17. The method of claim 11, wherein receiving and sending video
data streams occurs whenever the correspond client systems are on
to provide constant video presence detection.
18. The method of claim 11, further comprising: receiving a glance
request from a first client system requesting a video data stream
for a second client system that is not in the subscription set of
the first client system; and sending the video data stream
corresponding to the second client system to the first client
system.
19. The method of claim 18, further comprising: storing glance
preferences for the client systems; verifying the glance
preferences of the second client system prior to sending the
corresponding video data stream; and sending glance notification to
the second client system.
20. The method of claim 11, wherein the video data stream received
from each client system includes a view of a plurality of work
areas within the locations corresponding to each client system.
21. A system for video presence detection, comprising: a video
presence indicator on a display of a networked computer system, the
video presence indicator showing real-time video of a selected
plurality of remote work locations with networked computer systems;
a video presence manager that governs the selection of the
plurality of remote work locations for display in the video
presence indicator; and a subscription manager, the subscription
manager providing a subscription list of remote locations to be
included in the selected remote locations whenever the system is
operating.
22. The system of claim 21, further comprising a session manager,
the session manager providing a session list that identifies remote
locations to be included in the selected remote locations for the
duration of each session.
23. The system of claim 21, further comprising a glance manager,
the glance manager providing a glance list of locations to be
included in the selected remote locations for a limited
duration.
24. The system of claim 21, further comprising a user directory
used by the subscription manager to identify remote locations and
corresponding users as candidates for addition to the subscription
list.
25. The system of claim 21, further comprising an online
collaboration tool for use in conjunction with the video presence
indicator.
Description
BACKGROUND OF THE INVENTION
[0001] 1. Field of the Invention
[0002] The present invention relates to the field of computer-based
collaboration tools and, more specifically, systems and methods for
locating and communicating with co-workers and associates.
[0003] 2. Description of the Related Art
[0004] Video Conferencing
[0005] For many years, video research has concentrated on video
conferencing as a substitute for face-to-face meetings.
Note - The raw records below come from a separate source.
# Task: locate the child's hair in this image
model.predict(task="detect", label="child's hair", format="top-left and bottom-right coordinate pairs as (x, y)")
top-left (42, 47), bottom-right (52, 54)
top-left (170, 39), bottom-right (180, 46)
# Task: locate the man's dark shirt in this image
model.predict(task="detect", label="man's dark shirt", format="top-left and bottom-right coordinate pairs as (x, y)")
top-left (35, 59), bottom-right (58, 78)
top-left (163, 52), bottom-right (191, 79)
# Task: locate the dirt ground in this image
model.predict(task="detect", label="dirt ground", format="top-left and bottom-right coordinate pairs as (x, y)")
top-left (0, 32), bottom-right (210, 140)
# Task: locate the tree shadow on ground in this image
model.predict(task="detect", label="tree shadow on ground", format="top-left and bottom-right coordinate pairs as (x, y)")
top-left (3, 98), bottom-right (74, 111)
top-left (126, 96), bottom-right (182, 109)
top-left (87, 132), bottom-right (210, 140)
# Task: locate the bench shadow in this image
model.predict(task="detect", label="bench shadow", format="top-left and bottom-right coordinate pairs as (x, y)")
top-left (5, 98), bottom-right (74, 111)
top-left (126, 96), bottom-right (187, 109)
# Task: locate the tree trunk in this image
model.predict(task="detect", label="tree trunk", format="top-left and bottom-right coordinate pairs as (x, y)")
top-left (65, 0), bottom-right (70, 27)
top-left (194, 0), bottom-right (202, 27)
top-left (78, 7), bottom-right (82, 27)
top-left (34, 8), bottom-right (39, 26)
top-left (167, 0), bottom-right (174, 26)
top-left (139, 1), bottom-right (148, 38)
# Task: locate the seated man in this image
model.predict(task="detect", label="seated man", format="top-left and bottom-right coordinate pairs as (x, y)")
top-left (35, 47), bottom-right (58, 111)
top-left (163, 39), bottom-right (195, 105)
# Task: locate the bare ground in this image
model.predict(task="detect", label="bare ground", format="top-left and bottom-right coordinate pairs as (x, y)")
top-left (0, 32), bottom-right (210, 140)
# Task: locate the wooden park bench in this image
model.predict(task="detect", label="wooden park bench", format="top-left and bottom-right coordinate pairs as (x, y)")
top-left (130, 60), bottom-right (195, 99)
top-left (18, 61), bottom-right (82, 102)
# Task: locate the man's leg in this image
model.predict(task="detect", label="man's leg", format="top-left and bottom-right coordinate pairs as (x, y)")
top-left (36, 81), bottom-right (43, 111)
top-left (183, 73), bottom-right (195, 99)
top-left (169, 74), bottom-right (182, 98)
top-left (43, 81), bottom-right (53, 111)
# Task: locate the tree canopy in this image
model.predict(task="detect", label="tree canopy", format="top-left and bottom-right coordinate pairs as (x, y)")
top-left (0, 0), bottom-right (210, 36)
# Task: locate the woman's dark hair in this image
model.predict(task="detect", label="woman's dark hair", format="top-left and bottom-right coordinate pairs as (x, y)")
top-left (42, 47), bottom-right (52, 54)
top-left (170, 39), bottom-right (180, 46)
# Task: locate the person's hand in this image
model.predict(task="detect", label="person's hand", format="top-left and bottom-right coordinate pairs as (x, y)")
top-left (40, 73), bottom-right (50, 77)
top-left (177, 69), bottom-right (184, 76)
Video
conferencing systems are usually justified on the basis of increase
productivity or cost-cutting as a direct result of a presumed
reduction in travel. While there have been a number of successful
installations and applications of video conferencing, the
technology has not proven effective in all environments.
[0006] The literature offers a great number of reasons for the
failures of video conferencing, but the fact is that video
conferencing as a substitute for face-to-face communications has
never met expectations. Despite all the research in support of this
conclusion, as well as low market acceptance of the technology,
vendors continue to focus their efforts on the substitution
model.
[0007] The most common corporate video conferencing platforms
require very expensive hardware and dedicated bandwidth for
managing the demands of real-time streaming audio and video. They
may also require negotiated scheduling through a service provider
that manages the backend systems to distribute the video data among
various locations. Such systems are marketed as virtual meetings
that add a video element to the traditional conference call and are
probably the most obvious example of the substitution model,
replacing face-to-face meetings.
[0008] Other video conferencing platforms utilize existing PC
systems, Internet connections, and low-cost web cameras.
Person-to-person video calls have become a fairly simple matter
using such systems and have started to gain some amount of consumer
acceptance (though not widespread consumer adoption).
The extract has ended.